A girl that I had been best friends with in high school married and just had a kid with the boyfriend who abused her for as long as I can remember. Not physically abused but mentally abused. Is it wrong that I hate her for the life she has chosen? She is a smart girl who wanted to be a nurse someday. Instead she is a cashier, married to another cashier. Please don’t misunderstand me, I am not saying being a cashier is a bad thing, but how do you raise a kid on the salary earned by two cashiers when I am barely taking care of just me on my decent salary? What kind of life are they offering that child? What opportunities will she ever have? I swear, some days I feel like people should take an IQ test before they are allowed to reproduce.

I have discovered this new antique store that I have fallen completely in love with. They have a bookstore with more old books than I have seen in ages. Is spent hours there on the day we found it, I probably would have spent even more time there if I wasn’t with my mom who really gets bored looking at a bunch of books all day.

Aaand now I think I have bombarded you with enough information for one day. Although I think this is far from informing you about everything you have missed.. I guess that gives me a reason to tell you about it again tomorrow.

My daily Frustration

Do you know what annoys me?
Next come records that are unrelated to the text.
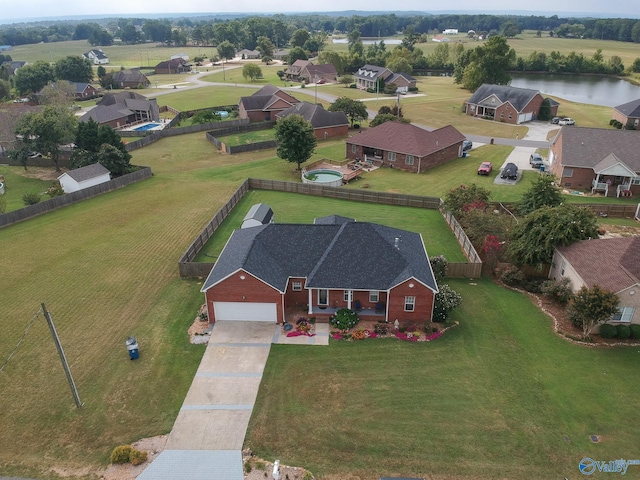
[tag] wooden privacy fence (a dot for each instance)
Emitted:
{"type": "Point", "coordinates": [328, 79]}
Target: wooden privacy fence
{"type": "Point", "coordinates": [71, 198]}
{"type": "Point", "coordinates": [188, 268]}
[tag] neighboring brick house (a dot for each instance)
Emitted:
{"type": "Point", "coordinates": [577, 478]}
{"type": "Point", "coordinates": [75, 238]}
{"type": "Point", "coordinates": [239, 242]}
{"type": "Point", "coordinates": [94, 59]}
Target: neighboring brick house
{"type": "Point", "coordinates": [96, 56]}
{"type": "Point", "coordinates": [130, 78]}
{"type": "Point", "coordinates": [628, 114]}
{"type": "Point", "coordinates": [325, 124]}
{"type": "Point", "coordinates": [367, 76]}
{"type": "Point", "coordinates": [265, 104]}
{"type": "Point", "coordinates": [175, 65]}
{"type": "Point", "coordinates": [506, 104]}
{"type": "Point", "coordinates": [122, 108]}
{"type": "Point", "coordinates": [597, 159]}
{"type": "Point", "coordinates": [265, 271]}
{"type": "Point", "coordinates": [611, 263]}
{"type": "Point", "coordinates": [304, 70]}
{"type": "Point", "coordinates": [405, 146]}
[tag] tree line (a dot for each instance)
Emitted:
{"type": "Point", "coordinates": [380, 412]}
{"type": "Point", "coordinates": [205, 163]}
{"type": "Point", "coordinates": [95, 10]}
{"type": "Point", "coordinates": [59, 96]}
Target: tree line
{"type": "Point", "coordinates": [244, 31]}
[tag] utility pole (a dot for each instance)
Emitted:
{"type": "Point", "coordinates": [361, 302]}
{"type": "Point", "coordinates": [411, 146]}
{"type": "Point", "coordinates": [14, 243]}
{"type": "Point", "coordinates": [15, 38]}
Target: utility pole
{"type": "Point", "coordinates": [63, 358]}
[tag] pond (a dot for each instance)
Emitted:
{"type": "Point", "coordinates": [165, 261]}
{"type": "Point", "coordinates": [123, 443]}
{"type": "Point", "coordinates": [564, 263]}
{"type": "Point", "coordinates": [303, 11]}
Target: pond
{"type": "Point", "coordinates": [591, 89]}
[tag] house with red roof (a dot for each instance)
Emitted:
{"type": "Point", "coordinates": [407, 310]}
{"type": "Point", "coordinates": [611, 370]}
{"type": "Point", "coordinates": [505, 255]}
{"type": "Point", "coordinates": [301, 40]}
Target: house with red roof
{"type": "Point", "coordinates": [611, 263]}
{"type": "Point", "coordinates": [597, 159]}
{"type": "Point", "coordinates": [256, 279]}
{"type": "Point", "coordinates": [405, 146]}
{"type": "Point", "coordinates": [265, 104]}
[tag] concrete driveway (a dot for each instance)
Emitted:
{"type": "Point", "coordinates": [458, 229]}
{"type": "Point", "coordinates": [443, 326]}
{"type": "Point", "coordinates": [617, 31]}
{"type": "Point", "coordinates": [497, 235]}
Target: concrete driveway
{"type": "Point", "coordinates": [206, 439]}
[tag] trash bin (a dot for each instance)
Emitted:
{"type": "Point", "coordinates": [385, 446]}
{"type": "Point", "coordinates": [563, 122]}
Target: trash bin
{"type": "Point", "coordinates": [132, 347]}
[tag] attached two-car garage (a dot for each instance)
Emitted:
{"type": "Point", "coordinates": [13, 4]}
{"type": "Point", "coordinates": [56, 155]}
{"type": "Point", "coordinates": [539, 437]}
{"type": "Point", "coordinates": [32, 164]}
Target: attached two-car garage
{"type": "Point", "coordinates": [246, 311]}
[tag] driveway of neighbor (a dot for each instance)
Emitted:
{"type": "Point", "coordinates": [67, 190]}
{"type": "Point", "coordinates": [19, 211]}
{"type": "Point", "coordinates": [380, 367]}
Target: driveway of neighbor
{"type": "Point", "coordinates": [206, 440]}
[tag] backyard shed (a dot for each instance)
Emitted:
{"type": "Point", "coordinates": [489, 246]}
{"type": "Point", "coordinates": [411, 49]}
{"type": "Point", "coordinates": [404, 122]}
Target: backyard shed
{"type": "Point", "coordinates": [258, 214]}
{"type": "Point", "coordinates": [84, 177]}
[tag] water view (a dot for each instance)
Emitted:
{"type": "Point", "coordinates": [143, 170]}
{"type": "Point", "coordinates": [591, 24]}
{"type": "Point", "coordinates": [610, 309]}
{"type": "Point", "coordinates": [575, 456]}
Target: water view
{"type": "Point", "coordinates": [594, 90]}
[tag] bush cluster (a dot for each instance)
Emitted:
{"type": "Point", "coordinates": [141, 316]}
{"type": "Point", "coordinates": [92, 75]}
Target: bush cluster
{"type": "Point", "coordinates": [620, 331]}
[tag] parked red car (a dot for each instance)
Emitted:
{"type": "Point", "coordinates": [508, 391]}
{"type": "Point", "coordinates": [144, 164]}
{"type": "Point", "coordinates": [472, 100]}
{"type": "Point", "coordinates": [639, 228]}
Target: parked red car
{"type": "Point", "coordinates": [485, 168]}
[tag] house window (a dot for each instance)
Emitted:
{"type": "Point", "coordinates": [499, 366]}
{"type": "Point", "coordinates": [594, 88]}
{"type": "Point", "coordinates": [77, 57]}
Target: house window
{"type": "Point", "coordinates": [323, 296]}
{"type": "Point", "coordinates": [625, 314]}
{"type": "Point", "coordinates": [409, 304]}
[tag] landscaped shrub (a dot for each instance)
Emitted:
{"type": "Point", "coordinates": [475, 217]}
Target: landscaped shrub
{"type": "Point", "coordinates": [439, 267]}
{"type": "Point", "coordinates": [513, 276]}
{"type": "Point", "coordinates": [607, 330]}
{"type": "Point", "coordinates": [137, 457]}
{"type": "Point", "coordinates": [623, 331]}
{"type": "Point", "coordinates": [558, 291]}
{"type": "Point", "coordinates": [344, 319]}
{"type": "Point", "coordinates": [121, 454]}
{"type": "Point", "coordinates": [30, 198]}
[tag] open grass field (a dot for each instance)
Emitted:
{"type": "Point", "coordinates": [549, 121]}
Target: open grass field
{"type": "Point", "coordinates": [437, 236]}
{"type": "Point", "coordinates": [500, 396]}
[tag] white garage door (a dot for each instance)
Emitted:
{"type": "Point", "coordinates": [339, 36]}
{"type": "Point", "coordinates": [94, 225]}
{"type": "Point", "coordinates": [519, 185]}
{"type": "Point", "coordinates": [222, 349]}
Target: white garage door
{"type": "Point", "coordinates": [252, 312]}
{"type": "Point", "coordinates": [525, 117]}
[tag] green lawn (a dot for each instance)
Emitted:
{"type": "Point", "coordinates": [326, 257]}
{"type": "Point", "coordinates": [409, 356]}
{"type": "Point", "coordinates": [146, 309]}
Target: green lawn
{"type": "Point", "coordinates": [500, 396]}
{"type": "Point", "coordinates": [249, 137]}
{"type": "Point", "coordinates": [438, 238]}
{"type": "Point", "coordinates": [16, 184]}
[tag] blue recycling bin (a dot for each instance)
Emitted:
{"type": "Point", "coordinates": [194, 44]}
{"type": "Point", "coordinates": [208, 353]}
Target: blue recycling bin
{"type": "Point", "coordinates": [132, 348]}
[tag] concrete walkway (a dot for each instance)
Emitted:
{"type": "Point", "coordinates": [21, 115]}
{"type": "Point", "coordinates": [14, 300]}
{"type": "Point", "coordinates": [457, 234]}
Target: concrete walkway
{"type": "Point", "coordinates": [207, 437]}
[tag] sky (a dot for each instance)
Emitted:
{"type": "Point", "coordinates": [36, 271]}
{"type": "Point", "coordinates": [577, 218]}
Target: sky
{"type": "Point", "coordinates": [29, 9]}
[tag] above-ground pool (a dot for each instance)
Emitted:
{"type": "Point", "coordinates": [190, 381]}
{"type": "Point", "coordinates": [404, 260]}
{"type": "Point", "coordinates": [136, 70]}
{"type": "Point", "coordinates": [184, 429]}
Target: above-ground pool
{"type": "Point", "coordinates": [324, 177]}
{"type": "Point", "coordinates": [147, 126]}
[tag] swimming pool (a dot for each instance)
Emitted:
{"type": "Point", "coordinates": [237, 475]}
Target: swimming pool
{"type": "Point", "coordinates": [147, 126]}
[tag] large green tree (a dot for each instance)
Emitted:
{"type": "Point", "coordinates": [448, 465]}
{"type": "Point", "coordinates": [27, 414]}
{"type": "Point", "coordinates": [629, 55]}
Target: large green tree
{"type": "Point", "coordinates": [541, 193]}
{"type": "Point", "coordinates": [74, 69]}
{"type": "Point", "coordinates": [535, 236]}
{"type": "Point", "coordinates": [295, 138]}
{"type": "Point", "coordinates": [48, 130]}
{"type": "Point", "coordinates": [489, 63]}
{"type": "Point", "coordinates": [32, 78]}
{"type": "Point", "coordinates": [354, 109]}
{"type": "Point", "coordinates": [592, 306]}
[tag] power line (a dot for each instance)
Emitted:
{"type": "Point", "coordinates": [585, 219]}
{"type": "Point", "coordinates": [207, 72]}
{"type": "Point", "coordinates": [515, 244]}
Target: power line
{"type": "Point", "coordinates": [15, 349]}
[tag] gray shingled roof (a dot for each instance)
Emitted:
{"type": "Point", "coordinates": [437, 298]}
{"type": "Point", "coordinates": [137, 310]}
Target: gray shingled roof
{"type": "Point", "coordinates": [587, 147]}
{"type": "Point", "coordinates": [630, 109]}
{"type": "Point", "coordinates": [327, 255]}
{"type": "Point", "coordinates": [407, 139]}
{"type": "Point", "coordinates": [612, 263]}
{"type": "Point", "coordinates": [86, 173]}
{"type": "Point", "coordinates": [316, 115]}
{"type": "Point", "coordinates": [518, 97]}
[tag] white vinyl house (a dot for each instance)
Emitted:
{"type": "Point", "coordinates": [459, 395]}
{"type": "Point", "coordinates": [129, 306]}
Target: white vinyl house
{"type": "Point", "coordinates": [84, 177]}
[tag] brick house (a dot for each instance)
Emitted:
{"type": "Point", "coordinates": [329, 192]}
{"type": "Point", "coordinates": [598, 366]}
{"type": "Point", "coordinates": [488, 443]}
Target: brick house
{"type": "Point", "coordinates": [256, 279]}
{"type": "Point", "coordinates": [405, 146]}
{"type": "Point", "coordinates": [265, 104]}
{"type": "Point", "coordinates": [628, 114]}
{"type": "Point", "coordinates": [611, 263]}
{"type": "Point", "coordinates": [325, 124]}
{"type": "Point", "coordinates": [506, 104]}
{"type": "Point", "coordinates": [597, 159]}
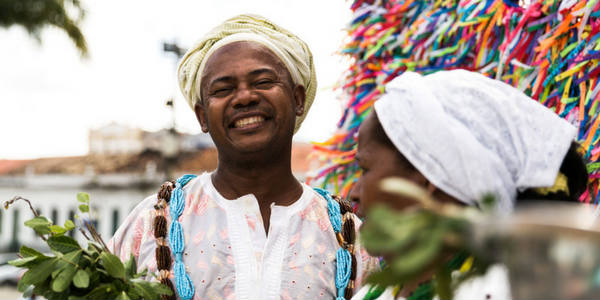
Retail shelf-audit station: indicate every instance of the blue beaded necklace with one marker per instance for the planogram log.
(183, 282)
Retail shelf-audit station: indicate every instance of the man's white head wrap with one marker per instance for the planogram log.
(471, 135)
(290, 49)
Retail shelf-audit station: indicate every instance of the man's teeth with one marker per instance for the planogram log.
(249, 121)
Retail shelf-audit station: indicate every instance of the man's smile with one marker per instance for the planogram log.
(248, 121)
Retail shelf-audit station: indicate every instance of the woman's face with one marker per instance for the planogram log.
(379, 159)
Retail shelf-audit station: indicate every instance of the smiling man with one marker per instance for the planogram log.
(249, 229)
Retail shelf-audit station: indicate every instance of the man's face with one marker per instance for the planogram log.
(249, 102)
(379, 161)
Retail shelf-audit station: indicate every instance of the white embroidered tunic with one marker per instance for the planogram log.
(228, 254)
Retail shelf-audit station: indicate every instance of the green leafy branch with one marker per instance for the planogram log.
(421, 241)
(75, 272)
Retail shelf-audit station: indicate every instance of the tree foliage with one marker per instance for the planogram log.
(34, 15)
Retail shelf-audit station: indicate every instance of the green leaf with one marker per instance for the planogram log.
(123, 296)
(83, 197)
(69, 225)
(84, 208)
(23, 286)
(113, 265)
(71, 258)
(37, 221)
(27, 252)
(22, 261)
(145, 289)
(63, 280)
(130, 266)
(102, 292)
(56, 229)
(63, 244)
(81, 279)
(40, 272)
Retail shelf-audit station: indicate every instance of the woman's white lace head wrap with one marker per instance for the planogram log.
(471, 135)
(290, 49)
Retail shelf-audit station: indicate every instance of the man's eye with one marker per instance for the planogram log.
(265, 83)
(221, 92)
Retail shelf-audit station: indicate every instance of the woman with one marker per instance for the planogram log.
(462, 136)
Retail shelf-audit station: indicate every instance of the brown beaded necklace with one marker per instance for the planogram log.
(346, 239)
People who don’t do their damn jobs. That’s who.

So I hold the same position as a few other people in the company. We all have the same job. We have the same amount of work. Yet there are always those people who are too busy to do damnwell anything. How is it that I manage to do my job, the job of a position that has not yet been filled as well as assist you to do your job? How is it possible that I can do so much in a day and you are unable to even get through the basic work that comes along with that salary that you draw every month?

I am literally sitting in my office listening to a college tell people over the phone that she is too busy to meet with them now as they missed the meeting by two hours. This is a complete and utter lie. They were here 15min after the meeting time. Now sure we all hate late people but it is not their fault that you then went to another meeting for the past two hours, they can’t help that they have been in reception waiting for you for the past two hours.

I am frustrated with people and their lack of work ethics. I am frustrated with people that want to get the salary but not do the work. I am frustrated with people my age that give the rest of us young people a bad name. I work my ass off for my position and I don’t appreciate being grouped in with all the rest of those who really don’t do anything at all.